Book City to review Cyrus Ghani’s “Shakespeare, Persia, and the East”
TEHRAN – A Persian translation of Cyrus Ghani’s book “Shakespeare, Persia, and the East” will be reviewed in an online session by the Book City Institute in Tehran.
The book translated into Persian by Masud Farahmandfar has recently been published by the Morvarid publishing house in Tehran.
Farahmandfar and the literati Omid Tabibzadeh and Mostafa Hosseini are scheduled to deliver speeches during the session, which will be screened live on www.instagram.com/ketabofarhang at 11 am.
Ghani was an Iranian-born academic, lawyer, Iranian studies scholar and film critic. Born in the northwestern Iranian town of Sabzevar, he lived in the United States and in England.
No writer’s work has been studied more closely or more often than the plays of William Shakespeare, that master of language and peerless explorer of the human heart.
Books about him number in the thousands, yet “Shakespeare, Persia, and the East” brings a truly fresh perspective to his genius.
In the three dozen plays he composed between 1590 and 1612, Shakespeare ranged far and wide in his imagination, setting some of his tales in places as varied as Denmark, Venice and Athens while drawing on a rich array of imagery and lore from lands further east.

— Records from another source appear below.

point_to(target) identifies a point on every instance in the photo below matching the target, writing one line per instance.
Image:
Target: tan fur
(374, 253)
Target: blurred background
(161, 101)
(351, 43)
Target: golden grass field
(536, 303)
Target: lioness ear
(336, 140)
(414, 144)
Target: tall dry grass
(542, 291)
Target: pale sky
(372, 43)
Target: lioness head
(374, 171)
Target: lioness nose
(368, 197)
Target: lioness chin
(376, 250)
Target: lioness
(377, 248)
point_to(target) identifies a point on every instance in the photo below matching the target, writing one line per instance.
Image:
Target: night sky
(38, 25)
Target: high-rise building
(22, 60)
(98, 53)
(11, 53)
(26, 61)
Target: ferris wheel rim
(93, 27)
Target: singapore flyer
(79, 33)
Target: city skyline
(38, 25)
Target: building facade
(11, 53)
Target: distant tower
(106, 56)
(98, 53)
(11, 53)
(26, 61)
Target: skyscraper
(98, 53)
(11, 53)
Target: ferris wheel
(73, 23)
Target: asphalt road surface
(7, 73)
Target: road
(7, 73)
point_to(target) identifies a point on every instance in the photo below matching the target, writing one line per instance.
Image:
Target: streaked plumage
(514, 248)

This remarkable book by a lifelong student of Shakespeare Cyrus Ghani reveals how rich a source of inspiration those exotic Eastern realms were for the playwright.

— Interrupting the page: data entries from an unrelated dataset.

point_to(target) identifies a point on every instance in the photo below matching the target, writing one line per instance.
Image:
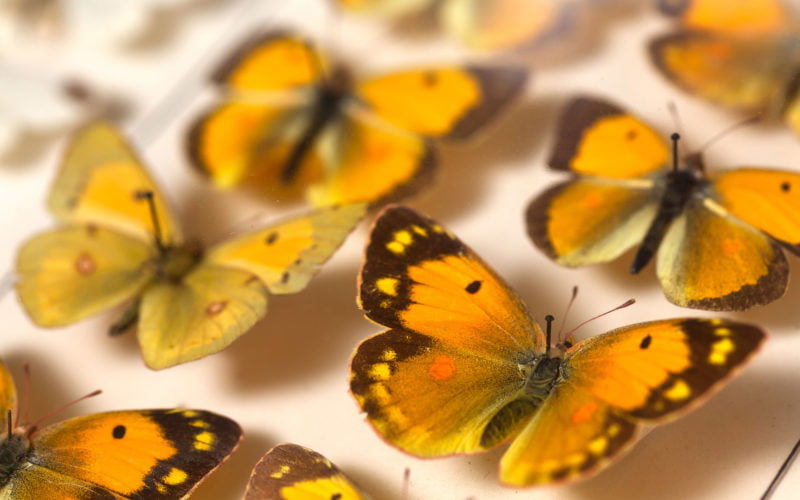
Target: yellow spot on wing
(679, 391)
(403, 237)
(204, 441)
(387, 285)
(598, 445)
(175, 476)
(720, 350)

Elizabethan England was especially fascinated by Persia, whose deep-rooted culture was then flourishing under the Safavid dynasty. An Englishman first visited there in 1562, two years before Shakespeare’s birth. More contacts between England and Persia followed, prompted by hopes of a lucrative trading relationship and a possible military alliance against the Ottoman Turks.
A pair of English adventurers, Anthony and Robert Sherley, spent years attempting to establish these ties, not always scrupulously, and their story was well known to England’s greatest dramatist.

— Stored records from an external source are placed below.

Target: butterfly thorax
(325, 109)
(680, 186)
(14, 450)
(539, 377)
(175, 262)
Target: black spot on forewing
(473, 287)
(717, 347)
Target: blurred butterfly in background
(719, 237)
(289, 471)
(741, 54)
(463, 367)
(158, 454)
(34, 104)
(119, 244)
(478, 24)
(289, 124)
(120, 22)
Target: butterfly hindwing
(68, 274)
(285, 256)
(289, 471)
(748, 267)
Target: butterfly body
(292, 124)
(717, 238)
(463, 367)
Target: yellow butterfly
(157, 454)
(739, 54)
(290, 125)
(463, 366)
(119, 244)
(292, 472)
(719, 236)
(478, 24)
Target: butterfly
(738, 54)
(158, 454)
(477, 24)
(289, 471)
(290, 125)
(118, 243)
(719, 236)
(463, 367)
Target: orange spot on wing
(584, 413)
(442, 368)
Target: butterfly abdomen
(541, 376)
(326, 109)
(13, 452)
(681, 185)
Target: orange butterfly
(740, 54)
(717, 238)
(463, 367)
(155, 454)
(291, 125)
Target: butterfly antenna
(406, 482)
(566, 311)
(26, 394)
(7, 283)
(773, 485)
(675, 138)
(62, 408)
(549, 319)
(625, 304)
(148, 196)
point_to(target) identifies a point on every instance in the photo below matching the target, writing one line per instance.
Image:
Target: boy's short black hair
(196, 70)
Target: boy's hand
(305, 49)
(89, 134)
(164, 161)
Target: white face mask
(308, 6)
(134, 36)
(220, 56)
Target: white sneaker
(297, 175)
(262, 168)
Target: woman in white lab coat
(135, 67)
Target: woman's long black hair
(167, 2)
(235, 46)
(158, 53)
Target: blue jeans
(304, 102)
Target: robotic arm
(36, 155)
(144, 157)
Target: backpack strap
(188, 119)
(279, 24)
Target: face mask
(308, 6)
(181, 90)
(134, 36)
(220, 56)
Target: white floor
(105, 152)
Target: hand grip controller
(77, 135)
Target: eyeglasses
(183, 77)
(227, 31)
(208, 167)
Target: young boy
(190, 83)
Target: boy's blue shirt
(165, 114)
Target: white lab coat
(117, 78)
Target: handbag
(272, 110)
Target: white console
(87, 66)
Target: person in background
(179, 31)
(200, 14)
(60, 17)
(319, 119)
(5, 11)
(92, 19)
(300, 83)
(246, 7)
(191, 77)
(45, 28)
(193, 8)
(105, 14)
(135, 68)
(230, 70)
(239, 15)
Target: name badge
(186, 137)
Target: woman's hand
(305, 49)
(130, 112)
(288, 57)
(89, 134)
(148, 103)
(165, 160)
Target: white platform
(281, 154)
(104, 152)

To illuminate the creative uses Shakespeare made of the East, this book first looks at the life of the playwright himself, then at the dynasties that did so much to shape England and Persia in that tumultuous age.
Other sections in the book profile key figures in the efforts to forge a connection between the two lands, with particular focus on the colorful Sherleys and their fatally ambitious sponsor, the Earl of Essex, a great admirer of Shakespeare.
The final section of the book briefly describes the plays and cites their many allusions to the East, testimony that this literary giant was very much a man of his time.
“Shakespeare, Persia, and the East” was originally released by Mage Publishers in August 2008.
Photo: A poster for the Book City Institute’s online review session for a Persian translation of Cyrus Ghani’s book “Shakespeare, Persia, and the East”.